None of the WG21 papers on this feature mention the constexpr
keyword, neither in the positive nor the negative.
Question: why aren't decomposition declarations be allowed to be constexpr
? (apart from "because the Standard says so").
Question: why aren't decomposition declarations be allowed to be constexpr? (apart from "because the Standard says so").
There is no other reason. The standard says in [dcl.dcl] p8:
The decl-specifier-seq shall contain only the type-specifier
auto
(7.1.7.4) and cv-qualifiers.
That means it can't be declared with constexpr
.
This was the subject of a National Body comment on the C++17 CD, see US-95 in P0488R0:
Comment: There is no obvious reason why decomposition declarations cannot be declared as static, thread_local, or constexpr.
Proposed change: Allow constexpr, static, and thread_local to the permitted set of decl-specifiers.
Comments GB 16 and GB 17 are also related.

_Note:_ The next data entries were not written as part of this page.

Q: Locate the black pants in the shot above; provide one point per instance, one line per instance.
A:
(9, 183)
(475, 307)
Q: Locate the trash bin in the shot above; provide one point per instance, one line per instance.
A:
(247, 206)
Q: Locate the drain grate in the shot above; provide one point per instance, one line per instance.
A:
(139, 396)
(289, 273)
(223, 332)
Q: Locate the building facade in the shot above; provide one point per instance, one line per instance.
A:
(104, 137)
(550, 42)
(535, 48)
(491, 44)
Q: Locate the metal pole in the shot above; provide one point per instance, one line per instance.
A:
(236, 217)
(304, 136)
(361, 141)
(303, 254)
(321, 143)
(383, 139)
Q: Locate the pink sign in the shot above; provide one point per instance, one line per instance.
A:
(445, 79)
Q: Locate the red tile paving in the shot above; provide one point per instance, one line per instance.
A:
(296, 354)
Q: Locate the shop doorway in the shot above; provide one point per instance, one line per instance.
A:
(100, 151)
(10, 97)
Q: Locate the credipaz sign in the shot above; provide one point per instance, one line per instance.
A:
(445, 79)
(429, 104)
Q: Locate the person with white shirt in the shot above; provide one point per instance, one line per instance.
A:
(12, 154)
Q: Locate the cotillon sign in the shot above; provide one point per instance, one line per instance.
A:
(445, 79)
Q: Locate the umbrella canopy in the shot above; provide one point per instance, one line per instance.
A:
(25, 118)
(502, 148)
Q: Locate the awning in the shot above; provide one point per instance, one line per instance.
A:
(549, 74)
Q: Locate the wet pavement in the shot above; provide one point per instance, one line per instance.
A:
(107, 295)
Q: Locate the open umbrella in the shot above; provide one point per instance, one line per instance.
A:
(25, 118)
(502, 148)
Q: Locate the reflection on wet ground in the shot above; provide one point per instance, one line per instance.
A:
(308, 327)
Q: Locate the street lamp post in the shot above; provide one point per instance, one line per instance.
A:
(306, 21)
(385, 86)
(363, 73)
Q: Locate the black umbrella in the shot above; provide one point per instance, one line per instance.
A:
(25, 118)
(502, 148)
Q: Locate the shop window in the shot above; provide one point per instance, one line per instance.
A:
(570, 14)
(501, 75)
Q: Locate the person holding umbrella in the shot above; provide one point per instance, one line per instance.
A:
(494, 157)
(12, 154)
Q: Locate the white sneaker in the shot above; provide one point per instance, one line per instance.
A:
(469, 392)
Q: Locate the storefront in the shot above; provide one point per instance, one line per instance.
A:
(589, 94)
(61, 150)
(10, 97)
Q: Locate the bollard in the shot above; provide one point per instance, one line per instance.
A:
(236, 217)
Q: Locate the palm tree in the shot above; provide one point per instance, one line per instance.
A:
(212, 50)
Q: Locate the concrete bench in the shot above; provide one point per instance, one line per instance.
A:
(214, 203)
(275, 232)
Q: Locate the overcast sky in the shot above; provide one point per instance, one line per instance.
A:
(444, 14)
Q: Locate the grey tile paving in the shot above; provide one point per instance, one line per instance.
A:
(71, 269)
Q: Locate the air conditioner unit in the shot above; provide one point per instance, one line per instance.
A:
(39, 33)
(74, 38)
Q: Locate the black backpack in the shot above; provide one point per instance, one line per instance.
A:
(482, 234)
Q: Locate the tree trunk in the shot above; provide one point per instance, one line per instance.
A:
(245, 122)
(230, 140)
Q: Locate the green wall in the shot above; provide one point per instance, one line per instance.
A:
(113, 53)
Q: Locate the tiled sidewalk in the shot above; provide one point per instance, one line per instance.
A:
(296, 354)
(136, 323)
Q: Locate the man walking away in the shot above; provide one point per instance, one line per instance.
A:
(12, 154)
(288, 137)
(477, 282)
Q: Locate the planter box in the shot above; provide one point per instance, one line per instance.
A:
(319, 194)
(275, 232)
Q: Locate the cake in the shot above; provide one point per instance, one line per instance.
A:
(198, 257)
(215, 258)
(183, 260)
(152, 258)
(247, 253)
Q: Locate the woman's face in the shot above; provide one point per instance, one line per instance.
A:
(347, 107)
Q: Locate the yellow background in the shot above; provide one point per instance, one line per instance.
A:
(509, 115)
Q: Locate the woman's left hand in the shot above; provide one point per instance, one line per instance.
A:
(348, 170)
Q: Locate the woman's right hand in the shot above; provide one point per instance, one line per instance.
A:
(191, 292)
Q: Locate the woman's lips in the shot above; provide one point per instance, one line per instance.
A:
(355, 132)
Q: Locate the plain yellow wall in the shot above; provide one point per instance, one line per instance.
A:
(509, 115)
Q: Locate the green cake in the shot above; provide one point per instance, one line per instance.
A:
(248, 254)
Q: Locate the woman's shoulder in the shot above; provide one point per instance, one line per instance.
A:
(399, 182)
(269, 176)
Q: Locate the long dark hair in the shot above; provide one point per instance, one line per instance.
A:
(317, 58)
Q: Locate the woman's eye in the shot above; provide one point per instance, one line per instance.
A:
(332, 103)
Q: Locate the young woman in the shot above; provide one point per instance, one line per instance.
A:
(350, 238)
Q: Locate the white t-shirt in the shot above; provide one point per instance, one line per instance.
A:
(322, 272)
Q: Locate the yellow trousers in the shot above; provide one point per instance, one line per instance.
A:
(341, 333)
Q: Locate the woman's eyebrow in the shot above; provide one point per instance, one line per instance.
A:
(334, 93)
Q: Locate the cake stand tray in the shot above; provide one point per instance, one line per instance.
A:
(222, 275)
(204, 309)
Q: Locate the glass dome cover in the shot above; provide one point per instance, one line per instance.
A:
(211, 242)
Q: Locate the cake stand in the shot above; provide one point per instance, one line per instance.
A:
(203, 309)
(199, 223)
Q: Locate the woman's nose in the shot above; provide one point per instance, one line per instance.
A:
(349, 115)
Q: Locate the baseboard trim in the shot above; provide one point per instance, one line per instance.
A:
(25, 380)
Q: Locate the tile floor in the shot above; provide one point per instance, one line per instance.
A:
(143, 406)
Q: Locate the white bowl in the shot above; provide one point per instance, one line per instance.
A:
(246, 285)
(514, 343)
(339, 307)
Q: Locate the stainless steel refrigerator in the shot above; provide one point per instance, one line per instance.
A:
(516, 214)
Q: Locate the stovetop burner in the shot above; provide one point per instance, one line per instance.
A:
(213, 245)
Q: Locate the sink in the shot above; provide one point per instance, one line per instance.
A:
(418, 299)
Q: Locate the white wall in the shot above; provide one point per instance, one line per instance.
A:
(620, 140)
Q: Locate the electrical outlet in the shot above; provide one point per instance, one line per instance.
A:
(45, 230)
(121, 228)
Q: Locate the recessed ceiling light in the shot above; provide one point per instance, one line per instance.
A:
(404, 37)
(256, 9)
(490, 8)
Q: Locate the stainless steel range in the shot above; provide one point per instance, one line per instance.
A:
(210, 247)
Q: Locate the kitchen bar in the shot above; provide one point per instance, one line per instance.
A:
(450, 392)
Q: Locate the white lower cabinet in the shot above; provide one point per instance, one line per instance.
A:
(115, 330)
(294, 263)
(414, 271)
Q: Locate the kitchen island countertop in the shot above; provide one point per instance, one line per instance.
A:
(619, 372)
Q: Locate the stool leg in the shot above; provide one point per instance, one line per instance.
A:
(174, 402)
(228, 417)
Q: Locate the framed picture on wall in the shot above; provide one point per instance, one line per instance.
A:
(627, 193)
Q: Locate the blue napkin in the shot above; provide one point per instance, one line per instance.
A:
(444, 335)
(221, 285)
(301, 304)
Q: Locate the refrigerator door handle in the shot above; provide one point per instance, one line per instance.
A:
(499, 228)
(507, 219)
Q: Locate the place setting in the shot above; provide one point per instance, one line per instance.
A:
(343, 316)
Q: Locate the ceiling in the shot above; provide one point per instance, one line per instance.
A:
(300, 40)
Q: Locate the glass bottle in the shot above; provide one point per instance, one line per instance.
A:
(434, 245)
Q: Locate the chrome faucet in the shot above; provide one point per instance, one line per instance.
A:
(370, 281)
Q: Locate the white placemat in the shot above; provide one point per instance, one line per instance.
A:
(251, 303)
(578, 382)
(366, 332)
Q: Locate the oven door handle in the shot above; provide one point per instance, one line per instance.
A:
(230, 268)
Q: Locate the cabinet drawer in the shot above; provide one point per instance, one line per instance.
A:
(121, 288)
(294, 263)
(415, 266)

These comment were rejected for C++17 after review by the Evolution Working Group at the Nov 2016 meeting. It was unclear what some storage classes would mean on a structured binding declaration, and exactly how to change the specification to allow constexpr
(simply allowing it in the grammar wouldn't say what it means). A paper exploring the design space was requested. It should be possible to change this in future without breaking any code, but there wasn't time to do it for C++17.